Bei einem dieser Schüler (türkischer Herkunft)scheint die Situation zu eskalieren:
- Nach den Beratungsgesprächen VOR dem Halbjahreszeugnis liefen die Eltern und der große Bruder mindestens einmal am Tag bei mir auf, um meine Entscheidung zu beeinflussen.
- Ich bekam Pralinen geschenkt (die ich dann meinem Kollegium spendierte )
- NACH dem Halbjahreszeugnis mit Realschulempfehlung wurde ich permanent weiter besucht und auch angerufen.

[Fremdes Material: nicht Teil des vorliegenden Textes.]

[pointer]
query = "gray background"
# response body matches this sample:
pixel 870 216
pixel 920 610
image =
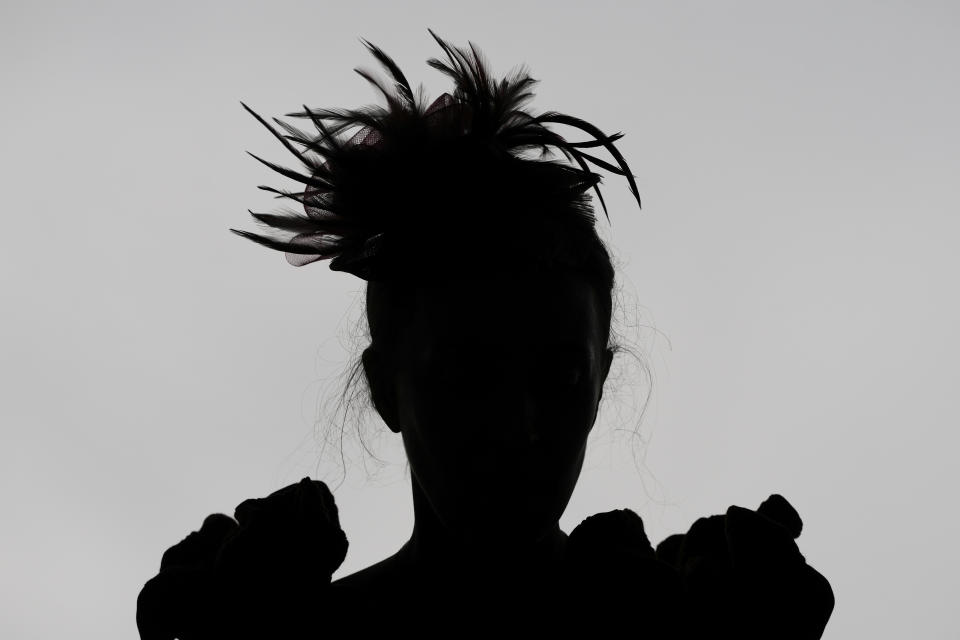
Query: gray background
pixel 791 281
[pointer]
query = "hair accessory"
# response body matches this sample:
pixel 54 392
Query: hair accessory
pixel 415 176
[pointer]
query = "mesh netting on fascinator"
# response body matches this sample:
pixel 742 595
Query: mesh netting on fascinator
pixel 421 185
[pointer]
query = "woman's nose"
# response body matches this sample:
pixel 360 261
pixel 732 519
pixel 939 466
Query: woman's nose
pixel 514 424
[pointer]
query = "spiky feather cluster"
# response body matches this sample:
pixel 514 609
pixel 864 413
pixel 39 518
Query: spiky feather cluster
pixel 413 178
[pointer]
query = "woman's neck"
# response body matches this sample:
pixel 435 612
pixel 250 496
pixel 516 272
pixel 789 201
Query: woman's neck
pixel 433 551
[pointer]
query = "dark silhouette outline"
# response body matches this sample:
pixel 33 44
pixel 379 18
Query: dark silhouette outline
pixel 489 300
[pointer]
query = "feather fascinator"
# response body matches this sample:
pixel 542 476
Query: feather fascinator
pixel 387 188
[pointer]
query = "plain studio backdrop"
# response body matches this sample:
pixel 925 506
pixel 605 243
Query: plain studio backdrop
pixel 790 281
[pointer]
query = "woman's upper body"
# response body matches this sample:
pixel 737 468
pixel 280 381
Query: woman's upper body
pixel 267 574
pixel 489 298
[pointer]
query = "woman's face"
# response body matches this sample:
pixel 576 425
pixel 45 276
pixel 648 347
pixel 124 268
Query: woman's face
pixel 497 385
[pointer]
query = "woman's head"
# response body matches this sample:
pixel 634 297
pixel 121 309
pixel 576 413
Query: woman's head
pixel 489 292
pixel 493 381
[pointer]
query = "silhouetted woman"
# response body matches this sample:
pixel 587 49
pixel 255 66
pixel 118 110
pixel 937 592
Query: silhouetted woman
pixel 489 298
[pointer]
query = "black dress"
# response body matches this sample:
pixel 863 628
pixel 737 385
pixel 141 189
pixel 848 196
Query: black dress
pixel 267 575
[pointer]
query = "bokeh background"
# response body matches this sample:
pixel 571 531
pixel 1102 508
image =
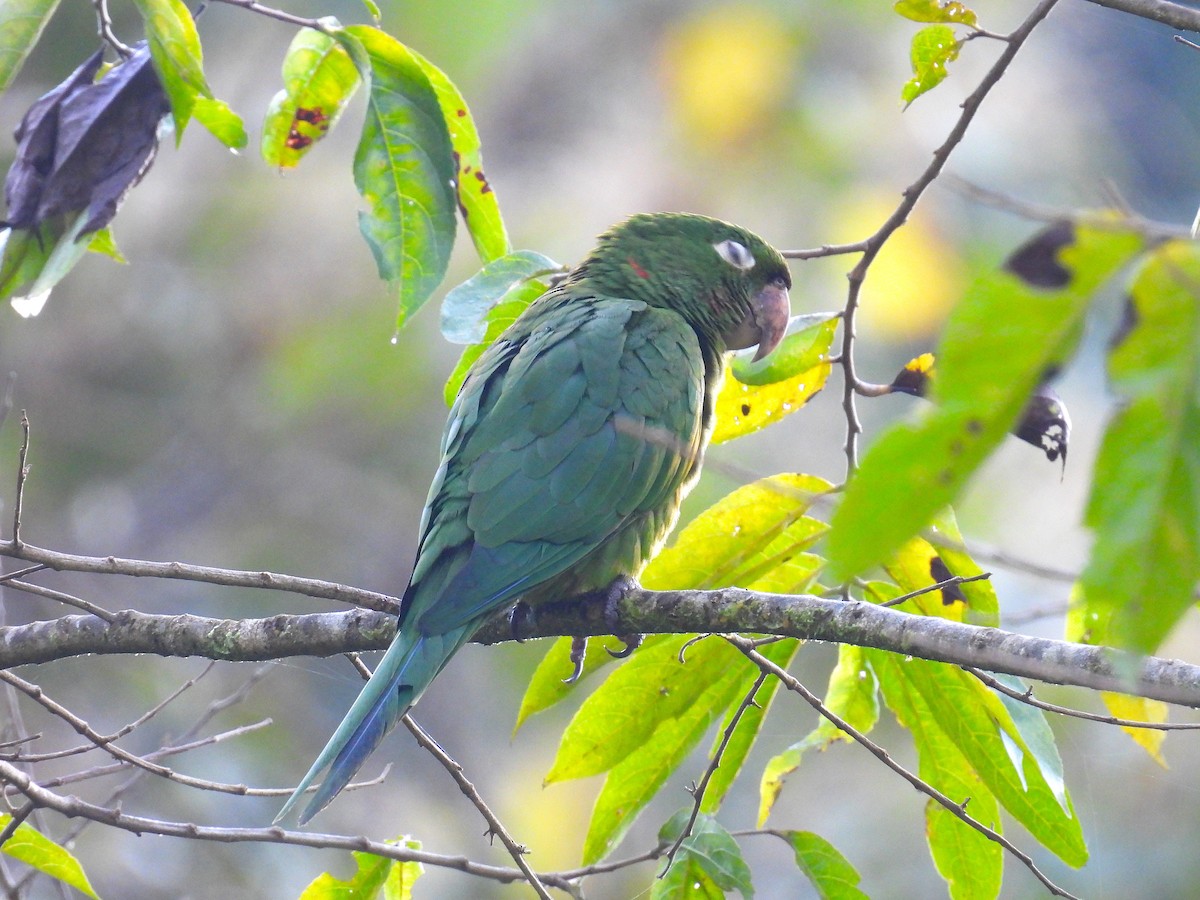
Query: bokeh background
pixel 232 397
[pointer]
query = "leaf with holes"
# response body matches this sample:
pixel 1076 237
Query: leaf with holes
pixel 708 855
pixel 375 879
pixel 971 863
pixel 829 871
pixel 1000 341
pixel 852 695
pixel 743 408
pixel 1145 502
pixel 951 12
pixel 742 538
pixel 39 852
pixel 21 27
pixel 477 199
pixel 403 168
pixel 933 48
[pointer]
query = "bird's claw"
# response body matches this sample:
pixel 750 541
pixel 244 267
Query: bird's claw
pixel 579 653
pixel 621 586
pixel 521 619
pixel 631 643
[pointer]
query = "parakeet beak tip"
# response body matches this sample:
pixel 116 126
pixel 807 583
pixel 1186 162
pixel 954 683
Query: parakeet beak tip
pixel 772 309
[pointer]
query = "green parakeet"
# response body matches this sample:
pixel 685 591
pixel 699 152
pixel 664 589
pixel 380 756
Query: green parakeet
pixel 570 447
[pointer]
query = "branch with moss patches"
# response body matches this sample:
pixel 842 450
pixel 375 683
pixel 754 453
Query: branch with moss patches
pixel 641 611
pixel 75 808
pixel 873 245
pixel 1162 11
pixel 955 809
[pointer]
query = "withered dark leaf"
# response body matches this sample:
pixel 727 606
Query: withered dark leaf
pixel 102 138
pixel 1045 424
pixel 915 377
pixel 36 136
pixel 1036 262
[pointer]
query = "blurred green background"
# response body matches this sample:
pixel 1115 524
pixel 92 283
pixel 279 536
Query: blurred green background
pixel 232 397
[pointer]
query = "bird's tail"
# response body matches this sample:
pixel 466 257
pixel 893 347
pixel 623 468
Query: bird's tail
pixel 403 673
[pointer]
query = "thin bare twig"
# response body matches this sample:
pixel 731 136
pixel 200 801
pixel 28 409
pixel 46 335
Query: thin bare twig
pixel 22 474
pixel 72 807
pixel 955 809
pixel 939 586
pixel 900 215
pixel 1026 696
pixel 713 765
pixel 105 29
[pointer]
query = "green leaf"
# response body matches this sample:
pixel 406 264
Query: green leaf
pixel 46 259
pixel 465 311
pixel 931 49
pixel 502 315
pixel 942 11
pixel 745 732
pixel 39 852
pixel 852 695
pixel 805 343
pixel 403 168
pixel 221 121
pixel 547 688
pixel 21 28
pixel 997 345
pixel 623 713
pixel 743 408
pixel 741 538
pixel 631 784
pixel 178 58
pixel 477 201
pixel 375 879
pixel 829 871
pixel 971 863
pixel 708 855
pixel 319 79
pixel 1145 502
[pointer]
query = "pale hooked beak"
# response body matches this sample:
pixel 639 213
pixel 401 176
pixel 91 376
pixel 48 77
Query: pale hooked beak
pixel 766 324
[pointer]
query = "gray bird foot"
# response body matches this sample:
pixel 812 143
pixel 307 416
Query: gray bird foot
pixel 616 592
pixel 579 653
pixel 521 619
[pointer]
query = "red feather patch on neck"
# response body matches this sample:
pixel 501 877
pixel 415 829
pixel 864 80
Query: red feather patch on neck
pixel 637 270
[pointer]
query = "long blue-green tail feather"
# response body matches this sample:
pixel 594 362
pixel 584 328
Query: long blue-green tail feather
pixel 403 673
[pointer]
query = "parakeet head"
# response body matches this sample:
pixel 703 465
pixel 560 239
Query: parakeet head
pixel 729 283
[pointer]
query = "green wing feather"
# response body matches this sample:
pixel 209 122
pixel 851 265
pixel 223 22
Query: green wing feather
pixel 583 424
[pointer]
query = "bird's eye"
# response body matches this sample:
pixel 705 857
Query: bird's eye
pixel 736 255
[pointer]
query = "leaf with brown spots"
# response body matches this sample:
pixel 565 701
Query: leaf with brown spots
pixel 319 79
pixel 804 369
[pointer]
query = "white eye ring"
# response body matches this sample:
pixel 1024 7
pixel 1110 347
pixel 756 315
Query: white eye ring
pixel 736 255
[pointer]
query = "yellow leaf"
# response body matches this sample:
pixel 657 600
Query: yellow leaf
pixel 1140 709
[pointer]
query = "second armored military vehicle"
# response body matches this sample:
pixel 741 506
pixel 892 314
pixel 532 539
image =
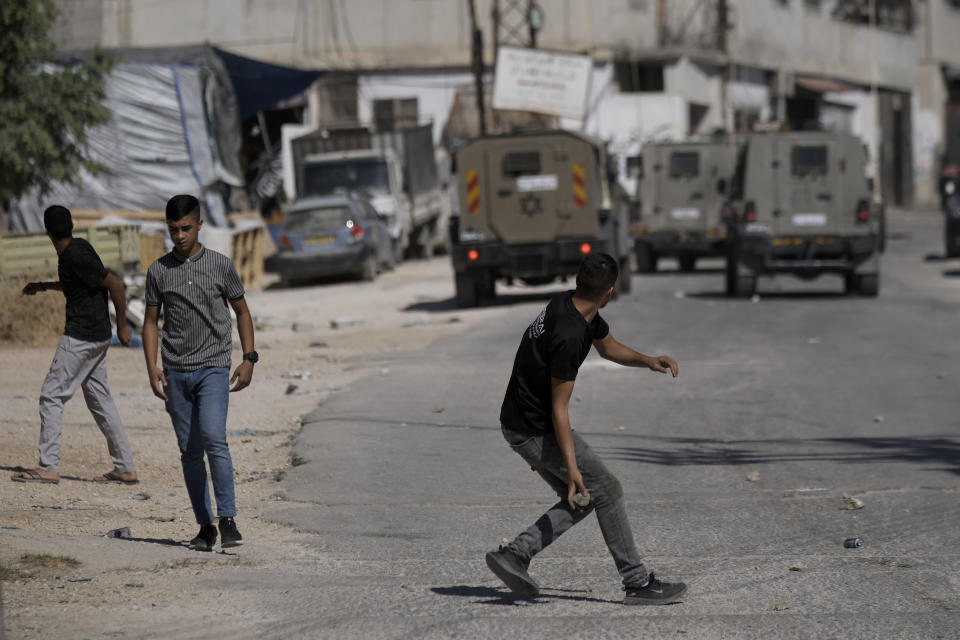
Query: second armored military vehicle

Dabei wurde mir erzählt, ich könne das Zeugnis laut Aussage der Gymnasialdirektorin noch ändern "zugunsten" des Schülers.
- Daraufhin führte ich ein längeres Gespräch mit erwähnter Direktorin, die das natürlich nicht behauptet hatte.
- Beim Klärungsgepräch mit den Eltern wurde ich massiv beschimpft, unter anderem als "rassistisch" bezeichnet.
- Ich bekam einen "Entschuldigungskuchen", ein Geburtstagsgeschenk und man war wieder freundlich zu mir. Die Bereitschaft, den Prognoseunterricht abzuwarten, wurde bekräftigt.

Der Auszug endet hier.